どう切り出したものかと考えて、結局言うより直接見せた方が早いと思いイリスは懐から鍵を取り出す。ワイズにしばらく持っておいてくれと言われていて良かった……そうでなければ家に置いたままで話を切り出してその後もう一度現物を見せるという流れになり、ある意味二度手間になるところだったのだから。
「研究室で景品の箱見つけたよね。あれ二重底でそこから出てきたんだけど」
「だからこその隠し部屋、か。しかしこれ、あの館の鍵とは随分見た目からして違うね」
「うん、ワイズにも見せたんだけど、これどこか他の館の鍵じゃないか、って」
「……ワイズにも見せたって」
すっと表情が僅かに険しくなったクリスに、イリスは内心であぁやっぱりなーと思いつつも口を開く。
「クリスが何を言いたいかはわかるけど、ワイズはWと関係ないと思うよ。上手く説明はできないけれど」
「上手く説明できないからこそ問題なんだけど……まぁ済んだ話を蒸し返すつもりはないからそれはいいよ。それで、そのワイズは他の館の鍵だろうって? どこの館の鍵かまではわかっているのかい?」
「ううん、この鍵に刻まれた模様をどこかで見た記憶はあるけど、それがどこだったか思い出せないって。思い出したら案内するって」
「こっちとしてはそのワイズってのと面識がないからかもしれないけど、そういう部分がやけに怪しく聞こえるんだよね。あの館の事を狂人の館だという情報くれたのだってその彼だろう?」
クリスの言う事も一理ある。もしかしたらモニカもそう思って、だからこそ収穫祭で彼と会おうとしたのかもしれない。となると、収穫祭にワイズが参加しない事でまたいらん疑惑が生じるわけか。考えるだけで頭が痛くなってきそうだ。
「それならイリス、一つ約束してくれないか。ワイズがその鍵を使うであろう館の事を思い出して案内するという時になったら、その時は私じゃなくてもいい。アレクでもレイヴンでもモニカでも、他に誰か一人、連れて行く事。いいね?」
「……うん、わかった」
「よし、それならその鍵の事とワイズに関しては私の方から他の三人に上手く伝えておくよ」
「クリスが上手くっていうと何か火に油注ぐんじゃないか、って不安になるんだけど……うん、ごめん」
素直に思った事を口に出してしまったが、失言である事に変わりはないので謝っておく。だからそこでやたら爽やかな笑みを浮かべるのは止めてもらえないだろうか。ますます不安になってくる。
「さて、それじゃ私はそろそろ行くとするよ。
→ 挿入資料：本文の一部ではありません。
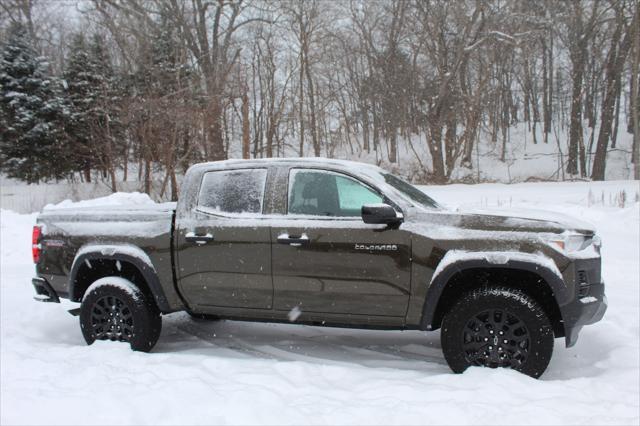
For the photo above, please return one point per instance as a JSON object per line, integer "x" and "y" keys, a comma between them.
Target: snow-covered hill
{"x": 247, "y": 373}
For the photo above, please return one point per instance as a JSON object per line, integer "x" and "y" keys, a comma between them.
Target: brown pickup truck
{"x": 324, "y": 242}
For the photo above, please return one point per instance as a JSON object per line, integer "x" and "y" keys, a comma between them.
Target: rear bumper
{"x": 44, "y": 291}
{"x": 583, "y": 311}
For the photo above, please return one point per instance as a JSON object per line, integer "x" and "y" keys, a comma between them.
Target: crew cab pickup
{"x": 324, "y": 242}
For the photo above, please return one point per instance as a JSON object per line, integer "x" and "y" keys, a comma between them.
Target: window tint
{"x": 411, "y": 191}
{"x": 233, "y": 191}
{"x": 321, "y": 193}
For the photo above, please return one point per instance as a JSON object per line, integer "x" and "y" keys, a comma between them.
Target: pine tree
{"x": 82, "y": 96}
{"x": 94, "y": 93}
{"x": 33, "y": 142}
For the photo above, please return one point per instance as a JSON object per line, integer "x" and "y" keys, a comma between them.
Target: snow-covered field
{"x": 244, "y": 373}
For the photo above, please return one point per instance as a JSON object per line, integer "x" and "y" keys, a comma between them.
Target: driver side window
{"x": 322, "y": 193}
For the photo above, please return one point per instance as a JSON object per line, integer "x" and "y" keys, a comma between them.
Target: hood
{"x": 513, "y": 220}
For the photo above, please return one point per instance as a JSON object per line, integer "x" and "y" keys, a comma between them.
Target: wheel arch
{"x": 127, "y": 261}
{"x": 532, "y": 277}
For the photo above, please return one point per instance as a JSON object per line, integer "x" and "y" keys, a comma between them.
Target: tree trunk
{"x": 216, "y": 140}
{"x": 245, "y": 126}
{"x": 615, "y": 61}
{"x": 575, "y": 129}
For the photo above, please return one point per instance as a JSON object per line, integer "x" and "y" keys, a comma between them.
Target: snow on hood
{"x": 514, "y": 214}
{"x": 125, "y": 200}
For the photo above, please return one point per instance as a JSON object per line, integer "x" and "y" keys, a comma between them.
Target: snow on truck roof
{"x": 308, "y": 161}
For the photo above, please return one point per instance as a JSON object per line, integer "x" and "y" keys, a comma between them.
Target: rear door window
{"x": 233, "y": 191}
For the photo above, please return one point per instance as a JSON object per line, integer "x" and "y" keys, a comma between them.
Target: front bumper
{"x": 44, "y": 291}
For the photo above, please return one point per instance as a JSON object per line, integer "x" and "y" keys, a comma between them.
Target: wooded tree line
{"x": 166, "y": 83}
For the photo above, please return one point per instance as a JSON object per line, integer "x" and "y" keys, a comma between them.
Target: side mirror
{"x": 380, "y": 214}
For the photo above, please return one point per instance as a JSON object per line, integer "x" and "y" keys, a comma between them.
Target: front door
{"x": 327, "y": 260}
{"x": 224, "y": 248}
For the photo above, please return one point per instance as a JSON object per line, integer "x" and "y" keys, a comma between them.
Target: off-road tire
{"x": 497, "y": 327}
{"x": 114, "y": 308}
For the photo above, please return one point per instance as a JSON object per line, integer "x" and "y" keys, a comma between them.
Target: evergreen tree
{"x": 81, "y": 97}
{"x": 94, "y": 93}
{"x": 33, "y": 143}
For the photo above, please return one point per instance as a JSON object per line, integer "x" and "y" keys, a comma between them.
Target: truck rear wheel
{"x": 113, "y": 308}
{"x": 497, "y": 327}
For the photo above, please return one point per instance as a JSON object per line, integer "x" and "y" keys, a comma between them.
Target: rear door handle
{"x": 294, "y": 241}
{"x": 191, "y": 237}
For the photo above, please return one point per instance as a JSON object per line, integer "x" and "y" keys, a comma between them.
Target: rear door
{"x": 224, "y": 244}
{"x": 327, "y": 260}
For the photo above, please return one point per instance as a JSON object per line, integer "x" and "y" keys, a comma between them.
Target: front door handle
{"x": 191, "y": 237}
{"x": 293, "y": 240}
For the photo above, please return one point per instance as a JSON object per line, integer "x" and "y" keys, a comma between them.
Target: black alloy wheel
{"x": 497, "y": 327}
{"x": 115, "y": 309}
{"x": 496, "y": 338}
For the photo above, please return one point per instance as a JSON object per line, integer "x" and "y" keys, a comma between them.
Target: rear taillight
{"x": 35, "y": 244}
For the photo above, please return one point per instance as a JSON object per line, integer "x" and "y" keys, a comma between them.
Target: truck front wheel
{"x": 114, "y": 308}
{"x": 497, "y": 327}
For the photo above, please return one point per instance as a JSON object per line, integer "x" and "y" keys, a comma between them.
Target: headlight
{"x": 573, "y": 242}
お使いも頼まれてるからね」
「お使い? クリスが?」
「冬になると魔術研究とかそういうのでどうしても篭りがちになる人が増えるんだよねぇ……で、そうすると食事もマトモにとらない奴が出てくるから、今のうちに備蓄食料として缶詰買い溜めしておこうかって事になってるんだ。
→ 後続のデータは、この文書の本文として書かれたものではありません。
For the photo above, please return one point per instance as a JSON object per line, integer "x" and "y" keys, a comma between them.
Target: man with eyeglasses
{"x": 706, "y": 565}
この前ウィリアムもその買出しに駆り出されてたよ。見かけなかったかい?」
「いや……ウィリアムさんはここ最近見かけてすらいないけど」
時折父の口から彼の名前が出ているのでイリスがタイミング悪く遭遇していないだけなのだが、そこまで説明する必要はないだろう。クリスも何となく世間話程度に彼の名を口にしただけなので、ふぅんと適当に相づちを打って席を立った。
「じゃあ、また何か進展があれば連絡するよ」
「今度はちゃんとした連絡でお願いしたいんだけど」
「ははは、何を言っているのかな。ちゃんとした連絡だっただろう」
一歩間違えば果たし状にしか見えない無いような挙句差出人不明の手紙のどこがちゃんとした連絡になるのかを問いたかったが、イリスが口を開くより先にクリスは軽やかに立ち去ってしまう。
「……まぁ、仮に言ったところでちゃんとした答が返ってくるかどうか微妙だし……いっか……」
自分に言い聞かせるように呟いて。
それからイリスも帰路についた。
――収穫祭間近となったある日の事である。